But, when all were gone, a few Christians stole from under the dense shadow of the trees in that lonely spot, and bowed their heads in prayer, and sang a low hymn. And among them was he whose hand of blessing had rested on the young prince’s head, and whose voice of prophecy had foretold his doom.
And to Pomponia Græcina and her husband, and to Pudens, Claudia, Titus, Epictetus, and one or two faithful slaves, the world was poorer than before; but in the heart of the hapless Octavia there was a void which on earth could never be filled up. And her heart would haply have broken altogether but for the consolations which she received from Pomponia, and from Tryphæna, her Christian slave. For Pomponia had received a letter from Ephesus, where, at that time, Paul of Tarsus was labouring; and the friend who wrote it told her something of Paul’s teaching respecting the resurrection of the dead. One passage in particular, which this friend quoted to her, rang in her memory: ‘It is sown in corruption, it is raised in incorruption; it is sown in dishonour, it is raised in glory; it is sown in weakness, it is raised in power; it is sown a natural body, it is raised a spiritual body.’ And so, as there remained for Octavia less and less hope of any joy on earth, glimpses were opened to her more and more of a hope beyond the grave. And one passage in particular from one of the old Jewish books, which Linus had pointed out to Pomponia, seemed to her more lovely than any fragment of lyric song, and constantly woke a sweet echo in her thoughts. It was—
‘Thy dead men shall live; together with my dead body shall they arise. Awake and sing, ye that dwell in the dust; for thy dew is as the dew of herbs, and the earth shall bring to life her shades.’
CHAPTER XXIX
AGRIPPINA AT BAY
‘Caritas quæ est inter natos et parentes dirimi nisi detestabili scelere non potest.’—Cic. Læl. viii. § 28.
There were some who thought it an unparalleled tragedy that Britannicus should not only have died so young, but also at a banquet, and so suddenly, and by the hand of a bitter enemy, and under his very eyes. There were few in the Pagan world who realised the truth that he who needed their shuddering pity was not the boy who perished, but the youth who murdered him.

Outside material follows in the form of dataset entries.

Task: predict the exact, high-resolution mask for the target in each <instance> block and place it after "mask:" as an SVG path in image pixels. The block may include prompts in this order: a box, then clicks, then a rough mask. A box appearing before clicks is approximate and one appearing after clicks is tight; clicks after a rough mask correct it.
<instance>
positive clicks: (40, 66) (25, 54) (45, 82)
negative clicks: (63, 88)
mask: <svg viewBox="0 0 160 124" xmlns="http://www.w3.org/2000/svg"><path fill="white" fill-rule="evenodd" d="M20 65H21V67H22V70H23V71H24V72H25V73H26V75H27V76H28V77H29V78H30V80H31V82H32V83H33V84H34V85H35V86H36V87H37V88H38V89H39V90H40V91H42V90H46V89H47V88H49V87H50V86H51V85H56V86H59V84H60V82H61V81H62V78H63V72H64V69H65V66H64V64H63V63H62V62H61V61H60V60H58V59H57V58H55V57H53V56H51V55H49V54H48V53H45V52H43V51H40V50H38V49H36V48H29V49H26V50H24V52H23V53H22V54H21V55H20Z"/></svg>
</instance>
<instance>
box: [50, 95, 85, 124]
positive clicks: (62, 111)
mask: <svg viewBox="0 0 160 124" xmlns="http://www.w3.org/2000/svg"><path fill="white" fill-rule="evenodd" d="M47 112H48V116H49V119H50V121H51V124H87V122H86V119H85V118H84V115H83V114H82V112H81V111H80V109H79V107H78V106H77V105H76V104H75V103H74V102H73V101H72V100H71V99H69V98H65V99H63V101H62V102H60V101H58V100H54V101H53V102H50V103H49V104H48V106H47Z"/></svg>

At first Nero was alarmed by what he had done. He thought that he would be haunted by the manes of the wronged Britannicus. He shunned Octavia, and if he met her was forced to avert his glance. He faced his mother with shy moroseness. He never dared to sleep alone. The sound of a shaken leaf terrified him. A thunderstorm, which happened a few days later, drove him into a paroxysm of terror, during which, like Gaius before him, he hid himself under a bed, and sent for the skin of a seal as a fancied protection against the flame of heaven.
But it was not thus that he was to feel the wrath of God. The doom was past, but the punishment deferred. The most terrible part of his retribution was that he was let alone to fill to the brim the cup of his iniquity. Sin was to be to him the punishment of sin, and the avenging scourge was put into the hand of his own vices. The first fearful crime which he had committed ought to have lit up his dark conscience with its fierce, unnatural, revealing glare. It did so for a moment, but only to leave him in deeper darkness. His moral sense was hardened to a still deadlier callosity, until he developed into the execration of mankind.
What helped him to this rapid obduracy was the vileness and hypocrisy of the world around him.
The death of Britannicus had to be announced to the Senate. The eyes of Nero had to weep crocodile tears, and the pen of Seneca to be employed in venal falsities. No one could doubt the hand of Seneca in the elegant pathos of the sentence which told the Conscript Fathers that deaths so immature as that of Britannicus were subjects of such bitter grief that his funeral had been hurried over in accordance with the ancestral custom which forbade the protraction of anguish by public oration or funeral obsequies.